In this paper, we present Phœnix, a novel scheme to extend current FTL that mitigate the degradation in lifetime of MLC flash. We propose to keep on using worn-out MLC blocks as SLC blocks. By "reviving" these blocks, which would be normally considered as useless, we show that the lifetime of current flash devices can be extended by up to 17%.

# II. REVIVING BAD BLOCKS

Flash memory technology degrades with use, and thus, its endurance is typically expressed in *Program/Erase* (P/E) cycles. Accordingly, flash memory devices are warranted to be functional up to a certain number of such cycles. Programming and reading a single bit in a cell is more reliable than multiple bits. Thus, *Single-Level Cell* (SLC, 1 bit per cell) can generally experience one and two order of magnitude more P/E cycles than MLC (2 bits per cell) and TLC (3 bits per cell), respectively [1].

Interestingly, a typical MLC can also be managed as SLC by storing a single bit [1], [2]. Thereby, the MLC experiences the performance, energy and endurance benefits of SLC technology at expenses of capacity. Throughout the rest of the paper, this will be referred as the *SLC-mode* of an MLC.
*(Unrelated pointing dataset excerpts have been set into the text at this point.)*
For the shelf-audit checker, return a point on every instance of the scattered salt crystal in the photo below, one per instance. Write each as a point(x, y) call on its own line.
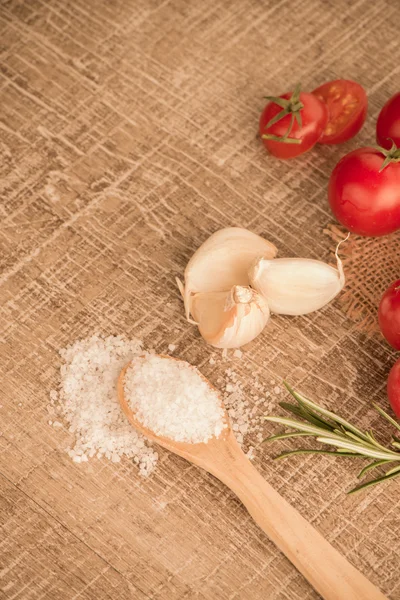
point(250, 453)
point(172, 399)
point(89, 403)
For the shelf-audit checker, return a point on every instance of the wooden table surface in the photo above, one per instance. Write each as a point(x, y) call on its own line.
point(128, 134)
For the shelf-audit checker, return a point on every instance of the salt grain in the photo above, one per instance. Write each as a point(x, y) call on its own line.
point(89, 403)
point(173, 400)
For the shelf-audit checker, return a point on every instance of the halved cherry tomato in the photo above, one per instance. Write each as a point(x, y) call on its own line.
point(298, 129)
point(388, 124)
point(347, 108)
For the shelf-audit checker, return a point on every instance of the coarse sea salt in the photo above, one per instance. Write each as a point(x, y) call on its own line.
point(87, 401)
point(89, 404)
point(172, 399)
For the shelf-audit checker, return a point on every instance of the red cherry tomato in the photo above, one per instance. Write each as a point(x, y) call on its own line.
point(388, 124)
point(314, 116)
point(389, 314)
point(393, 388)
point(364, 198)
point(347, 108)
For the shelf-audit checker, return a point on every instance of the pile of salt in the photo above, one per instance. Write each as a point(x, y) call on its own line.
point(173, 400)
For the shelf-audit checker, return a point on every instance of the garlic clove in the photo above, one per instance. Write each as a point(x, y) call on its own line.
point(223, 261)
point(229, 319)
point(296, 286)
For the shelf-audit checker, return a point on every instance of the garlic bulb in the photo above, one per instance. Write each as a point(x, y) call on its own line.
point(223, 261)
point(296, 286)
point(229, 319)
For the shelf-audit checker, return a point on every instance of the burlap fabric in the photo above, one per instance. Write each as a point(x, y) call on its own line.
point(128, 135)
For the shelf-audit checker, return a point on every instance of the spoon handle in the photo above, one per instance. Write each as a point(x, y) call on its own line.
point(321, 564)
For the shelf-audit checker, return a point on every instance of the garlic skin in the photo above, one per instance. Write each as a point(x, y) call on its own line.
point(223, 261)
point(230, 319)
point(296, 286)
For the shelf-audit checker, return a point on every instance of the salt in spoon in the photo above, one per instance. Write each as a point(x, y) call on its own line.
point(321, 564)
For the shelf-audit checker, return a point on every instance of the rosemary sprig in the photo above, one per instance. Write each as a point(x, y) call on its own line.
point(346, 439)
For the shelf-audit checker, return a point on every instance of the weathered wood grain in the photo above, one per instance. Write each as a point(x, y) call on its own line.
point(128, 134)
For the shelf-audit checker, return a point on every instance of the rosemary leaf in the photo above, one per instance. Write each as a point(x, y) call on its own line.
point(373, 465)
point(325, 412)
point(297, 425)
point(394, 470)
point(304, 451)
point(361, 449)
point(283, 436)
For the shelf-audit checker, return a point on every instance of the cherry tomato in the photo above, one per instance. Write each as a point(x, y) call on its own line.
point(347, 108)
point(388, 124)
point(313, 115)
point(364, 198)
point(389, 314)
point(393, 388)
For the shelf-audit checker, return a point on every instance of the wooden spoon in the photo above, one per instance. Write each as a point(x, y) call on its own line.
point(324, 567)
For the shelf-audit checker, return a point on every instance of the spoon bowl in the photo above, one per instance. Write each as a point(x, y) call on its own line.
point(199, 454)
point(321, 564)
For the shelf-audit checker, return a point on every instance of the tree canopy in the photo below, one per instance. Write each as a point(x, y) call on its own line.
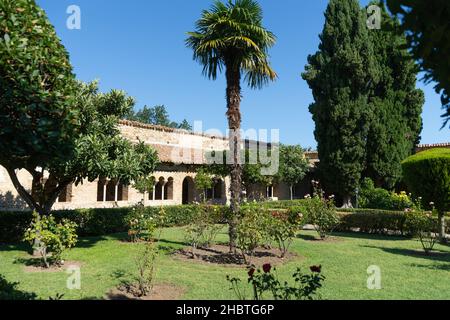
point(293, 166)
point(396, 122)
point(427, 27)
point(157, 115)
point(37, 121)
point(340, 75)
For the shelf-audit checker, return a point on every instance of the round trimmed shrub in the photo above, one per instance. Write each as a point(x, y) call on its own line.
point(427, 175)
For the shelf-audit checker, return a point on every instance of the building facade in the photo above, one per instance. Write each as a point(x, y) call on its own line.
point(180, 153)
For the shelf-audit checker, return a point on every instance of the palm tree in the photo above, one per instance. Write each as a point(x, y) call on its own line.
point(230, 36)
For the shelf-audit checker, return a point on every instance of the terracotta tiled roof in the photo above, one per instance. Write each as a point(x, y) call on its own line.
point(140, 125)
point(169, 154)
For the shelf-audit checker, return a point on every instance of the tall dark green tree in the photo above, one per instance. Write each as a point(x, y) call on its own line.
point(427, 26)
point(341, 75)
point(397, 105)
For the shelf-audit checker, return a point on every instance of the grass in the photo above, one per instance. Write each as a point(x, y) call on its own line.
point(106, 261)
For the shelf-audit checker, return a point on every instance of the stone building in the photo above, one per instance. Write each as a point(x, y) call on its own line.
point(180, 152)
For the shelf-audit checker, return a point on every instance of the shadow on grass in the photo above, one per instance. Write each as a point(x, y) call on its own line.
point(436, 255)
point(438, 267)
point(9, 291)
point(89, 242)
point(369, 236)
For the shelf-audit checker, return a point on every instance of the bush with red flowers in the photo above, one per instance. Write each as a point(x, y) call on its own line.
point(266, 284)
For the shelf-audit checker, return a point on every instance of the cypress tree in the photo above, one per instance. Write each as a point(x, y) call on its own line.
point(341, 74)
point(397, 105)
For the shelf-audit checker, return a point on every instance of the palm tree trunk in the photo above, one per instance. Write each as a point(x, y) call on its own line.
point(442, 227)
point(233, 76)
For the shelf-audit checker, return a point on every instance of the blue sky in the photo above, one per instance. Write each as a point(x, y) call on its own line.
point(138, 46)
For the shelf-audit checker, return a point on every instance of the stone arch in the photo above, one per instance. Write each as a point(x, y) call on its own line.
point(168, 189)
point(188, 190)
point(159, 189)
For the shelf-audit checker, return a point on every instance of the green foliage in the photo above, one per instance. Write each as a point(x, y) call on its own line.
point(252, 230)
point(283, 227)
point(51, 237)
point(146, 266)
point(377, 198)
point(396, 123)
point(10, 292)
point(231, 35)
point(339, 74)
point(424, 226)
point(321, 212)
point(266, 284)
point(373, 221)
point(99, 222)
point(37, 121)
point(203, 181)
point(140, 225)
point(427, 174)
point(427, 27)
point(293, 165)
point(204, 228)
point(157, 115)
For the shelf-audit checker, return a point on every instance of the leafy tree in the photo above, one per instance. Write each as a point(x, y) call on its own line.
point(100, 151)
point(340, 76)
point(203, 182)
point(157, 115)
point(231, 36)
point(397, 105)
point(37, 121)
point(427, 27)
point(427, 174)
point(293, 166)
When a cell becomes unreliable for MLC use, it can still be used in SLC-mode for a significant amount of extra P/E cycles. In this paper, we propose a method using this feature to extend the lifetime of flash storage devices that relies on a hybrid FTL.

# A. Baseline Architecture: Hybrid FTLs

Hybrid-FTL architectures [3]–[7] combine page-level and block-level mappings. The fine-grained page-level mapping brings more flexibility but comes with a large mapping table compared to the coarser block-level mapping. Thus, a hybrid mapping balances both factors by dividing the flash memory into two regions: a large data partition addressed at the block level, and a small log-buffer partition addressed at the page level. The purpose is to direct random writes to the log buffer so that they can be written back to the data partition in order as big chunks. Thereby, the garbage collection overhead can be kept low for a reasonable mapping-table memory (e.g., SRAM, DRAM) requirement.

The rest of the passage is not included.